Лорд Олдирн задумчиво расхаживал взад-вперед какой-то странной шаткой походкой, свидетельствовавшей не только о его преклонных летах. Он и впрямь казался очень старым, словно прибавил десять лет с того момента, как весело болтал за ужином с хозяйкой. В руке он держал бумагу, похожую на официальный документ. Его лицо выражало сосредоточенность и серьезность, свойственные ученым мужам или государственным деятелям в момент напряженных раздумий. Готт долго смотрел на него, после чего повернулся и направился туда, откуда пришел.
Оглядываясь на дни, непосредственно предшествовавшие постановке, Готт воспринимал их – несмотря на сопровождавшую их повседневную суету – как некий «разгул» разговоров. Серьезных, несерьезных, праздных, относящихся к «Гамлету» и не относящихся к нему, общих и с глазу на глаз, продолжительных и отрывочных – разговоров по любому поводу и без. Большинство из них забывались на следующий день. Однако вскоре обстоятельства заставили Готта вытаскивать их разрозненные отрывки из глубин забвения, просеивать и анализировать так, как он не делал никогда раньше.
Утро субботы началось со встречи с Чарлзом Пайпером в их общей ванной.
– Обычно, – начал Пайпер, открывая краны, – после горячей ванны у меня получается написать от пятисот до восьмисот слов.
– А у меня, – ответил Готт, неосторожно выступив в роли собрата по перу, – вдохновение случается после бренди и оладий.
– Действительно… оладий?
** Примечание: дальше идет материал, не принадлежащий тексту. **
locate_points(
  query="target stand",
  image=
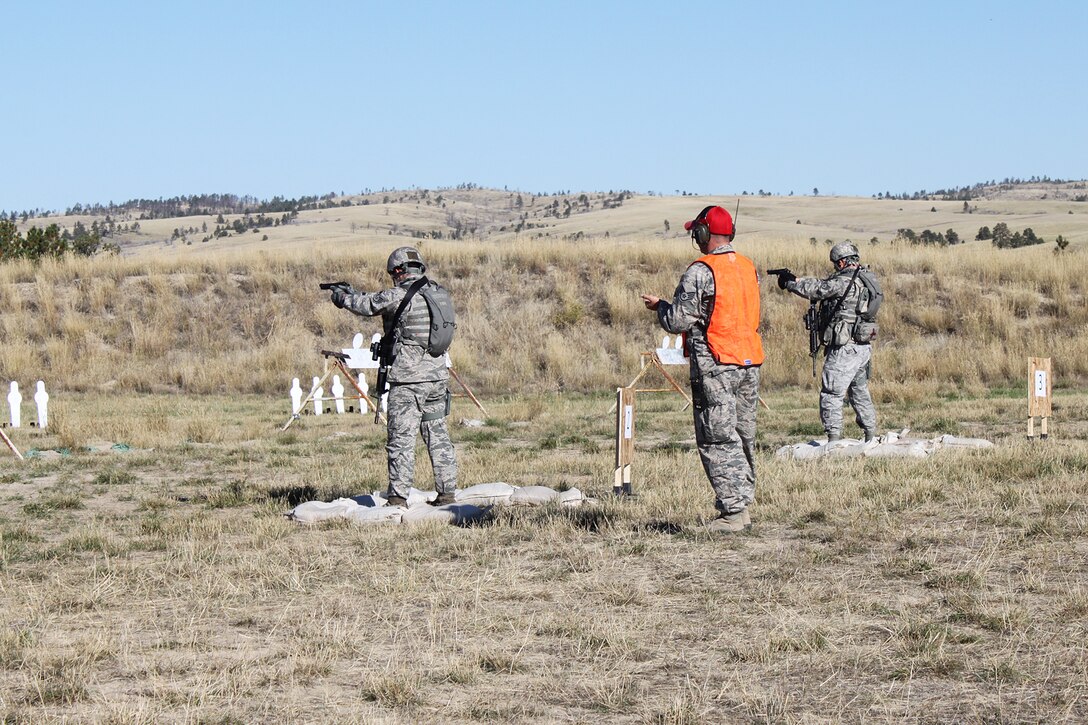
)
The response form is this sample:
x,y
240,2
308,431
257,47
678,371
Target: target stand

Вот уж не слышал. – Пайпер смотрел на Готта, словно на экспонат в музее Виктории и Альберта. – А что побудило вас писать детективы? – с вежливым интересом спросил он.
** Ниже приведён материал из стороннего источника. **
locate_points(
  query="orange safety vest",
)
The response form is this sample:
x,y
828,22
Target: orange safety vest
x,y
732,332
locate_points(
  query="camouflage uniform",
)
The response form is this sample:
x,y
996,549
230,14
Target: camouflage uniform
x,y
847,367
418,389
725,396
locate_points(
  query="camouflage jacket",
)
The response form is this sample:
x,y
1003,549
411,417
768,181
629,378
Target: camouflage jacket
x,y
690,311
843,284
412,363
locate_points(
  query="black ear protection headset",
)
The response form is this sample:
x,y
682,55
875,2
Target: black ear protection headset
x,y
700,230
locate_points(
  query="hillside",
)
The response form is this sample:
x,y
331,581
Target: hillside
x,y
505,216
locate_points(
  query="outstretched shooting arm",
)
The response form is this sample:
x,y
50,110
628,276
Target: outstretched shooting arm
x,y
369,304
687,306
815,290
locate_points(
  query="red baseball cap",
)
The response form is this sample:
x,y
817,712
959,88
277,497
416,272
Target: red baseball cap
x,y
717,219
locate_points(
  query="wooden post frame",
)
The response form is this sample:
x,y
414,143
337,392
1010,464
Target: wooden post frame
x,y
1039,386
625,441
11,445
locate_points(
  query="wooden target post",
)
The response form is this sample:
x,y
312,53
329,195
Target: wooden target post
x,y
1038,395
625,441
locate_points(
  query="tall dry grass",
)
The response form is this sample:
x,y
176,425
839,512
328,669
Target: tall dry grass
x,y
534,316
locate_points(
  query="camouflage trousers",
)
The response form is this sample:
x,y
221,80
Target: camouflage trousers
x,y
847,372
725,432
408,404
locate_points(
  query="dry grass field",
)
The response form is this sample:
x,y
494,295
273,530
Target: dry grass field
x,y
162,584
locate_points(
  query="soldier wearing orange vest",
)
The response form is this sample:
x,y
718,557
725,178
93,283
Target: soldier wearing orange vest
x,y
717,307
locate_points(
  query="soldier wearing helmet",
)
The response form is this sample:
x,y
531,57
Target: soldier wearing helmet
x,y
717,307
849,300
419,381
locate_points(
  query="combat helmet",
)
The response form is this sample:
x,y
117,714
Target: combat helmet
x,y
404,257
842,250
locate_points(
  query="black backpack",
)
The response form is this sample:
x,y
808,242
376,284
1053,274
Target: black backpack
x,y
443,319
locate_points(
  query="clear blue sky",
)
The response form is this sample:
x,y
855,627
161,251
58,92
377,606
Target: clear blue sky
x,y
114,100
– Моральные соображения. Попытка несколькими часами развлечения искупить многие часы скуки.
После секундного размышления Пайпер мысленно положил этот ответ на одну из полочек: «Увиливание», «Неудачная шутка» или «Академическая психология». После этого он продолжил «допрос».
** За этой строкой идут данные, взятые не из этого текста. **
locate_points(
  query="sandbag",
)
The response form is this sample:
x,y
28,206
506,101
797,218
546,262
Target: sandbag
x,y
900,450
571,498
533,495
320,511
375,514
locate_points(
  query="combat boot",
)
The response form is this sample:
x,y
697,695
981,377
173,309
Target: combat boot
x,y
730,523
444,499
– Не кажется ли вам, – торжественно спросил он, – что собственно беллетристика и повествовательная мелодрама суть абсолютно разные жанры?
– Сомневаюсь, что между ними существует абсолютная грань. Диккенс использовал некий гибрид романа и мелодрамы – и весьма успешно. – Готт прервался, чтобы включить душ. – Разумеется, в беллетристике повсеместно используются кисти потоньше. Там избегают ярлыков, кроме тех случаев, когда они функционально необходимы: горячо, холодно. Мелодрама основывается на больших и заметных ярлыках: коврик у ванны. Никакой аристократической сдержанности.
С этими словами Готт указал на некрашеный пробковый прямоугольник у своих ног. Пайпер, снова взяв паузу для некой маркировки, перешел от вопросов к утверждениям:
– Я думаю, что они происходят из различных отделов мозга. Беллетристика исходит из того, что называется «воображением». Мелодрама исходит из «прихоти». Это некое бурление примитивных инстинктов, праздник подсознательного, фантазия.
– По-моему, вот концепция романа, – сказал Готт, простодушно-восхищенно посмотрев на Пайпера. Однако тот, чуть помешкав, чтобы черкнуть «ирония» в невидимом блокноте, развил свою мысль.